El rugido de El Sardinero
El estadio cántabro se convirtió en un hervidero de ilusión. El Racing, con el empuje de su gente y la fe de un equipo que no se achica ante nadie, logró imponerse a un Villarreal que nunca encontró la manera de frenar la intensidad local. La victoria no solo significa un pase a la siguiente ronda, sino también un golpe de autoridad que devuelve al club cántabro al escaparate nacional.
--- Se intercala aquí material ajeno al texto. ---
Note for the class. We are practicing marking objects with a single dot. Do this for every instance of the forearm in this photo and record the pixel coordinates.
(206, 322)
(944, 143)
Villarreal, otro gigante derribado
El Submarino Amarillo se une a la lista de ilustres eliminados en esta Copa, donde ya han sucumbido otros conjuntos de Primera. La derrota supone un duro revés para un equipo que había depositado esperanzas en el torneo como vía hacia un título. La Copa, fiel a su esencia, vuelve a recordarle a todos que aquí no hay jerarquías que valgan.
El Racing sueña en grande
Para los cántabros, esta clasificación es un chute de moral y un motivo de orgullo. El equipo demuestra que con trabajo, pasión y confianza se pueden derribar muros que parecían infranqueables. La afición, que llenó las gradas con cánticos y esperanza, se marcha con la ilusión de que este no sea el último gigante que caiga ante su equipo.
La Copa, territorio de sorpresas
La eliminación del Villarreal confirma que la Copa del Rey sigue siendo el escenario perfecto para las gestas. Seis equipos de Primera ya han comprobado que aquí nadie está a salvo. El Racing, mientras tanto, se erige como protagonista de una historia que aún tiene capítulos por escribir.